Renowned legal practitioner and former Chair of the International Advisory Commission of the Commonwealth Human Rights Initiative and a member of the Commonwealth Lawyers Association, Sam Okudzeto has asked the lawyers who claim the standard of the legal profession has fallen lately, what they have done to deal with the situation.
Mr Okudzeto explained that if these lawyers have made any observation at all, they will have to communicate that to their regional bars for the mattes to be taken up and worked upon.
He further urged the lawyers to be circumspect in their comparison of the bar, then and now, because the situations are not the same.
Some lawyers, some of whom are members of the Ghana Bar Association (GBA) has called on members at the association’s annual conference held in the Upper East Regional capital, Bolgatanga, to use the opportunity to “navigate a clean break from the Association’s recent history”.
The lawyers who have appended their signatures to what they call an ‘open statement to the Ghana Bar Association’ say, this has become necessary because there is an unprecedented decline in confidence in the association.
“This Conference comes at a time when all-time confidence in the GBA is at its lowest; and the reputation of the GBA as a vanguard of truth, justice and accountability has lost its shine”, they said.
The lawyers are concerned that the association has overtime is beginning to lose focus and failing in its mandate.
“Gradually, over the course of our longest democratic era, we are pained to see that the Ghana Bar Association has lost the fire in its belly and its role as the guardian of the little person. The Association we love has lost its voice and its fire. It has lost its desire to fight for democratic accountability. We have allowed our lights dim so low, that we have disappeared as protectors of this democracy.
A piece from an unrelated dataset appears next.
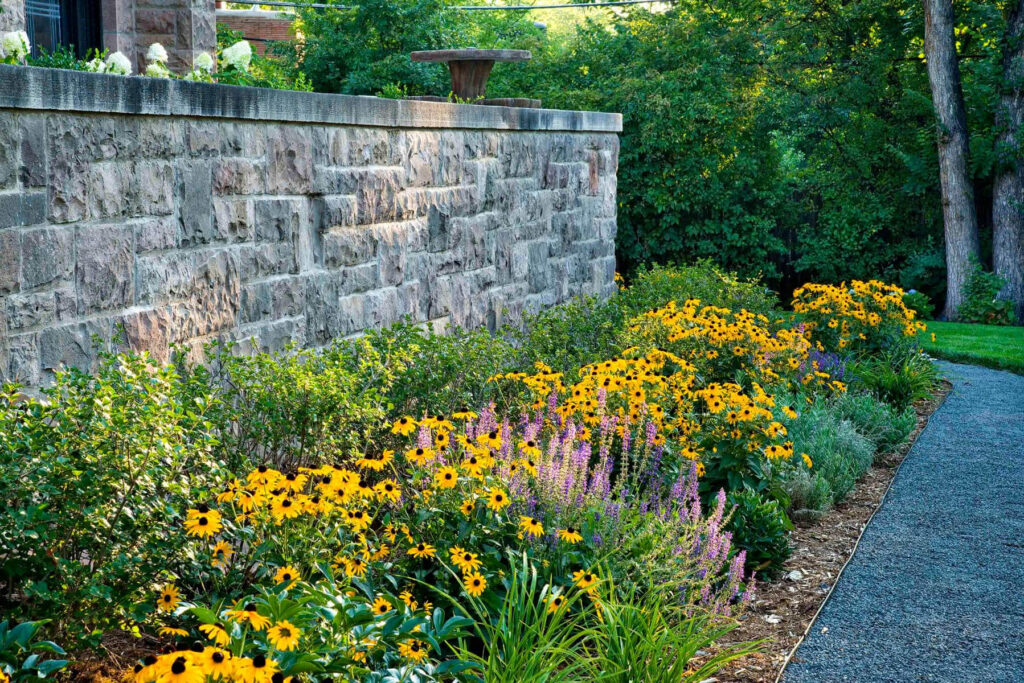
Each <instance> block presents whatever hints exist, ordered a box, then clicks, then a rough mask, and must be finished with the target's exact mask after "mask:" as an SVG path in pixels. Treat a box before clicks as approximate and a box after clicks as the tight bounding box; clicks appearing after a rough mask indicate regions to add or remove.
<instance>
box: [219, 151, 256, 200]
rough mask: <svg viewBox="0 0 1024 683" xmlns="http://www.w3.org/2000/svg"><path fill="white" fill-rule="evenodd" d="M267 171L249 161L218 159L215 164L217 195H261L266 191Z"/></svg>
mask: <svg viewBox="0 0 1024 683" xmlns="http://www.w3.org/2000/svg"><path fill="white" fill-rule="evenodd" d="M264 173H265V169H264V168H263V167H262V165H261V164H259V163H257V162H254V161H252V160H249V159H218V160H217V161H215V162H214V164H213V191H214V193H215V194H216V195H259V194H262V193H263V191H264V185H265V183H264Z"/></svg>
“Our disengagement has been felt. Our indolence has allowed illegality, abuse of rights and injustice to fester. The Ghana Bar Association today looks like a pale shadow of itself. The moral weight of its history now stands devalued by successive leaderships that have given the Association little sense of purpose or direction. Not only does our history indict us, but our present now counts only as proof of how much we have defamed this Association and made cheap its promise to “concern itself with the defence and upholding of freedom and justice in Ghana’”
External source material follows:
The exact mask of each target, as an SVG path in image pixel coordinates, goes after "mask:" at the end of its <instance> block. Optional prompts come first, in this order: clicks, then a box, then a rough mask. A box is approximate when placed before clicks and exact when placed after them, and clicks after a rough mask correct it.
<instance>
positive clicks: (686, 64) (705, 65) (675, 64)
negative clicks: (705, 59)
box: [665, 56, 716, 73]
But reacting to this development, Mr Sam Okudzeto said “It depends on the historical context in which we talk about this situation. Every generation has its own problems and people may rise to the problem as it arises.
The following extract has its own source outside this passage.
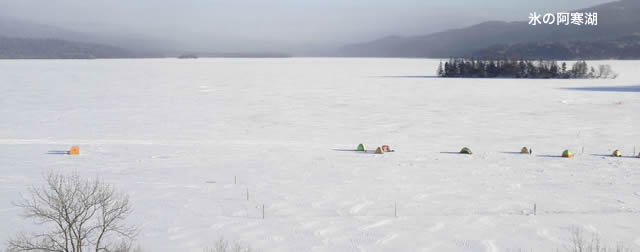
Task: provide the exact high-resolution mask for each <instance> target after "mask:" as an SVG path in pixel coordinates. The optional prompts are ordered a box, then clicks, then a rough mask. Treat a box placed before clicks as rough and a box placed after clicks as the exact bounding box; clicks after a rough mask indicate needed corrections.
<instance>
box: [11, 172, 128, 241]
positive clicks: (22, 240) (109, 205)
mask: <svg viewBox="0 0 640 252" xmlns="http://www.w3.org/2000/svg"><path fill="white" fill-rule="evenodd" d="M45 179H46V182H47V183H46V184H45V185H43V186H40V187H36V186H33V187H32V188H31V189H30V190H29V194H30V197H24V198H23V199H22V200H21V201H19V202H15V203H14V204H15V205H16V206H17V207H21V208H23V210H24V218H26V219H33V220H34V221H35V222H36V223H37V224H41V225H43V226H44V227H45V228H46V230H44V231H42V232H40V233H33V234H19V235H17V236H16V237H14V238H13V239H10V240H9V242H8V251H56V252H58V251H59V252H81V251H96V252H98V251H109V252H111V251H113V252H115V251H130V250H131V244H132V242H133V240H134V238H135V236H136V235H137V233H138V231H137V228H136V227H134V226H128V225H126V224H125V223H124V222H125V219H126V218H127V217H128V216H129V214H131V211H132V210H131V206H130V205H129V197H128V196H127V195H124V194H119V193H117V192H116V191H115V190H114V189H113V187H112V186H110V185H108V184H105V183H104V182H102V181H101V180H99V179H95V180H85V179H81V178H80V177H79V176H78V175H77V174H73V175H68V176H65V175H62V174H55V173H50V174H48V175H47V176H46V178H45Z"/></svg>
“We didn’t have democratic governance at the time some of us were in there. There were dictatorships and we as the leadership of the bar thought that we were the voice of the voiceless and so we spoke for the public bearing in mind that many of the people could not open their mouths for the simple reason that they will vanish, arrested or be locked up.
“Some of us were a little crazy in the sense that we realized that our lives were at stake and yet we spoke up. Now, we have democratic governance and so the situation is a little different.
“The media is alive, vibrant, they can interview anyone on almost every issue, even confront a minister as the case may be without the fear of being arrested or locked up.
“And so when we are trying to make comparison we should be careful the way we do the comparisons because as I said every situation demands what it is.”
He further indicated that the Bar Council is yet to receive any petition from the lawyers who have raised the issues against the profession.
“I am a member of the Bar Council and nothing like a petition has been brought to our attention. Those who are writing the petition, what have they done? Because they are members of the bar. They belong to regional bars and if something like that happens they are supposed to take up the matter within their own regional bars and then voice it out to the leadership of the bar.”